Breaking: Rod Blagojevich found guilty on one count of lying to the FBI

It was clear this trial was not going well for the prosecution when the jury was having a hard time reaching a decision. And today we heard how bad it really was for Patrick Fitzgerald. The jury found Rod Blagojevich guilty on one count of lying to federal officials and deadlocked on the remaining 23 counts:

After 14 days of deliberations, the jury examining the corruption case against former Illinois Gov. Rod Blagojevich found him guilty on only one count of the 24 counts he faced.

The jury was hung on the 23 other charges, including the allegation that Blagojevich conspired to sell Barack Obama’s vacated Senate seat.

The disgraced former governor was found guilty of making false statements to the FBI, a crime that carries a maximum prison term of five years. Jurors could not reach agreement on the other charges including racketeering, bribery, and conspiracy to commit wire and mail fraud.

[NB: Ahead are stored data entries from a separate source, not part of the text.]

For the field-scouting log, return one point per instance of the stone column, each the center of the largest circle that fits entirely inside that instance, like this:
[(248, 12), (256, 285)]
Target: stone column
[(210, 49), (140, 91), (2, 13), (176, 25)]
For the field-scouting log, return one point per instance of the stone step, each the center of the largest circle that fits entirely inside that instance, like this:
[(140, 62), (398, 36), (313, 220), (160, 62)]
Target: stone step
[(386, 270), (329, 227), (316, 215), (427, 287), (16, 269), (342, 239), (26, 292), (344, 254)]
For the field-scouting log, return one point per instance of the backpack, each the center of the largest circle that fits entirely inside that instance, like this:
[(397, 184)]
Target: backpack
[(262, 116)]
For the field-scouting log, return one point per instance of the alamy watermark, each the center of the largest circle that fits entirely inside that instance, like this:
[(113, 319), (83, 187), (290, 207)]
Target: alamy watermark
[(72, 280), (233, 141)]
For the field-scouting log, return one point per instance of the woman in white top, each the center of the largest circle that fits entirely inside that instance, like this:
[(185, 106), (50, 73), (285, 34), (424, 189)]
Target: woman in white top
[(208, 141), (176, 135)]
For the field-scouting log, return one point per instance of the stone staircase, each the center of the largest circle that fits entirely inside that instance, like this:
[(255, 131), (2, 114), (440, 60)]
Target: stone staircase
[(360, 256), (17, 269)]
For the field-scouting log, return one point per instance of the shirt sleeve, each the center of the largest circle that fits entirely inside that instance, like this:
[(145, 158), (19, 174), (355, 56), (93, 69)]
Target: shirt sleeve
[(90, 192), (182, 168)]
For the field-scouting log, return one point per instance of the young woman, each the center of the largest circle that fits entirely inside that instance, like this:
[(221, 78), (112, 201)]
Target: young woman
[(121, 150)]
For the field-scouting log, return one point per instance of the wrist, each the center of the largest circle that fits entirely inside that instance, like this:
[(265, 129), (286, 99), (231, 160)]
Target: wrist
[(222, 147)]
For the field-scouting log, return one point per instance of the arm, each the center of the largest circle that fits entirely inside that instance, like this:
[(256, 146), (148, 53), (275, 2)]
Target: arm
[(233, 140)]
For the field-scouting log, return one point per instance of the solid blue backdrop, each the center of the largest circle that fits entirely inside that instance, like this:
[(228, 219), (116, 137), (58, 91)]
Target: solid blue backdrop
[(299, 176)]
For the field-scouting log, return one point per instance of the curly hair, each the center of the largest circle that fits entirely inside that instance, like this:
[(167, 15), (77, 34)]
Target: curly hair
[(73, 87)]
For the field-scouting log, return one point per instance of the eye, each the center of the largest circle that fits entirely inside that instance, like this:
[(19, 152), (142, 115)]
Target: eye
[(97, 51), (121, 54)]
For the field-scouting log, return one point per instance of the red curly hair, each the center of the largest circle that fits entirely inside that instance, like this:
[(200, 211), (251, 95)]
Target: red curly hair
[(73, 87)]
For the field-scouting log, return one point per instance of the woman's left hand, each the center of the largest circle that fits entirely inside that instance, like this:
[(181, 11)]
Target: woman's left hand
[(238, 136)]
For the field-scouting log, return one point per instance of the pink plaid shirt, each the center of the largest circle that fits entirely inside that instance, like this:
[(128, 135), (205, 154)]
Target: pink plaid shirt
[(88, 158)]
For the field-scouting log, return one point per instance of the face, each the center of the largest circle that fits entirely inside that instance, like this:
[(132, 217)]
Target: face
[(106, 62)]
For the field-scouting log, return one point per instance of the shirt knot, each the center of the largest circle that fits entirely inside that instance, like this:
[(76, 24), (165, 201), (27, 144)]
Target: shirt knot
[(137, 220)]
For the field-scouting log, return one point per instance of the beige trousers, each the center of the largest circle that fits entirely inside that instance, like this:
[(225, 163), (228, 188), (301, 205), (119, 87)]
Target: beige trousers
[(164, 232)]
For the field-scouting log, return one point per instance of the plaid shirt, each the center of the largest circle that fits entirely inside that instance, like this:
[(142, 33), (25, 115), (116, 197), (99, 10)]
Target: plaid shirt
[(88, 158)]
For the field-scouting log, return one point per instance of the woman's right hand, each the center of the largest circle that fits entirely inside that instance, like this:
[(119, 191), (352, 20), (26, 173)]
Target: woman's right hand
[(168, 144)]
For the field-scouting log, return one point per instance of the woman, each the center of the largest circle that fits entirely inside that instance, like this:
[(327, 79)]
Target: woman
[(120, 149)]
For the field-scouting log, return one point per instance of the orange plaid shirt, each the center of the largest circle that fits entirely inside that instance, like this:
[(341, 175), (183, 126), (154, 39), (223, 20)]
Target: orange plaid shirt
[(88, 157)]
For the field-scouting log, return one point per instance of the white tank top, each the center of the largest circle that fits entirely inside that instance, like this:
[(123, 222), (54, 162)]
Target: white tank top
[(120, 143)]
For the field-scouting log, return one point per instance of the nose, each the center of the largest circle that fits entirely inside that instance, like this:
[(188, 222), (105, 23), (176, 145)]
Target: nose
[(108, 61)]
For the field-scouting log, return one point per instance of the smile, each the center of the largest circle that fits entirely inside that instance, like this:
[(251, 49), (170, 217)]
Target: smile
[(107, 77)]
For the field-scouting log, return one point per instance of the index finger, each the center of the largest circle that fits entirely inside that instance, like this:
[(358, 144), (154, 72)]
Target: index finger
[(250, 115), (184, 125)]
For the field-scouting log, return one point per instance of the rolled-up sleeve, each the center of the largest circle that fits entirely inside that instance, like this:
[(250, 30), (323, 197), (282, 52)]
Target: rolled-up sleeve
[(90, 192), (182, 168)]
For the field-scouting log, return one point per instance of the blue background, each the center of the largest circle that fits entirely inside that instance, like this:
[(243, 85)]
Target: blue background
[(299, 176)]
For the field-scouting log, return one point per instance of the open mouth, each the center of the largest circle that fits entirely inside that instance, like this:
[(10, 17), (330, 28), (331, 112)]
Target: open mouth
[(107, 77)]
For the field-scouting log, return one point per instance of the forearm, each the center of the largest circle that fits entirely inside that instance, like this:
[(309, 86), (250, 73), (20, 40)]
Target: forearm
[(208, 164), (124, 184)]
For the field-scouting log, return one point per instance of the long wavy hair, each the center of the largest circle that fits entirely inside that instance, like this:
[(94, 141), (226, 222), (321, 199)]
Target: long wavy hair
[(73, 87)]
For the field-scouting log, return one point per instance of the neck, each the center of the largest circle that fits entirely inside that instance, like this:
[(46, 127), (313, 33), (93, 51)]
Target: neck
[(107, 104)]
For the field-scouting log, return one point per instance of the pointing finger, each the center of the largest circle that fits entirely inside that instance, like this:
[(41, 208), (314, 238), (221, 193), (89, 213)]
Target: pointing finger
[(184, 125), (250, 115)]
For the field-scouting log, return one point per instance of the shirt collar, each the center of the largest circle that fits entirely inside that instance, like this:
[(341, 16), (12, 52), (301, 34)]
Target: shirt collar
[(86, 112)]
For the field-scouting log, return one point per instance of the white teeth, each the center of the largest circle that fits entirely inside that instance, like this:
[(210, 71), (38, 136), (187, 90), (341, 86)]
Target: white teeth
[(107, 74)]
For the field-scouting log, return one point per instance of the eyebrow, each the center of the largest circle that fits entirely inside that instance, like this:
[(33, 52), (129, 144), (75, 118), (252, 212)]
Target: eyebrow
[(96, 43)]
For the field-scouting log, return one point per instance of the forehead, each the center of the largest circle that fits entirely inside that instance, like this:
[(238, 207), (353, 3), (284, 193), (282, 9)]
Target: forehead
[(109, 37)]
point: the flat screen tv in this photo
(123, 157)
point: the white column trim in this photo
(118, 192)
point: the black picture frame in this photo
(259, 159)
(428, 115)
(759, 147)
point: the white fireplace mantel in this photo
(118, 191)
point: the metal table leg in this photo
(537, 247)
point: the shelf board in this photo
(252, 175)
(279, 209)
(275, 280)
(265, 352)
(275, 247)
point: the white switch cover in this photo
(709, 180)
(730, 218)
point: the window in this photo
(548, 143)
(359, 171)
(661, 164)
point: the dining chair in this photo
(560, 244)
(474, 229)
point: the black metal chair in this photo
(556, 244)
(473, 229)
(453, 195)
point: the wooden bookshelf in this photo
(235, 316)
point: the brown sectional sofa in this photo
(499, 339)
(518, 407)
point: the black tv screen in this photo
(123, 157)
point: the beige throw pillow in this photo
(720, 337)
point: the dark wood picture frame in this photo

It’s a major loss for U.S. Attorney Patrick Fitzgerald, who ordered the arrest of a sitting governor.

Tonight, prosecutors said they “absolutely” plan to try Blagojevich again with a new jury.

This is more than just a loss for Fitzgerald. This is a humiliation that will follow him around for the rest of his career.

Update: According to the Sun-Times, some of the 23 charges weren’t even close to unanimous; however, the most significant of the charges that Blago was attempting to selling Obama’s senate seat came down to one holdout juror who refused to convict without a smoking gun:

That one juror — a woman whom her colleagues declined to identify — felt she had not gotten the “clear-cut evidence” she needed to convict, Sarnello said.

“Say it was a murder trial — she wanted the video,” Sarnello said. “She wanted to hear [Blagojevich] say, ‘I’ll give you this for that.’ . . . For some people, it was clear. Some people heard that. But for some, it wasn’t clear.”

Matsumoto said the jurors were overwhelmed by the number of counts and the amount of evidence in the case.

Although he believes Blagojevich was guilty on all counts, others argued there was no “smoking gun,” he said. Had the government waited for Blagojevich to receive some benefit, it might have been easier to prove.

Sarnello said jurors were also frustrated by a lack of order in the government’s case.

“It confused some people, just the way they presented it,” said Sarnello, a student from Itasca. “They didn’t really follow a timeline at all.”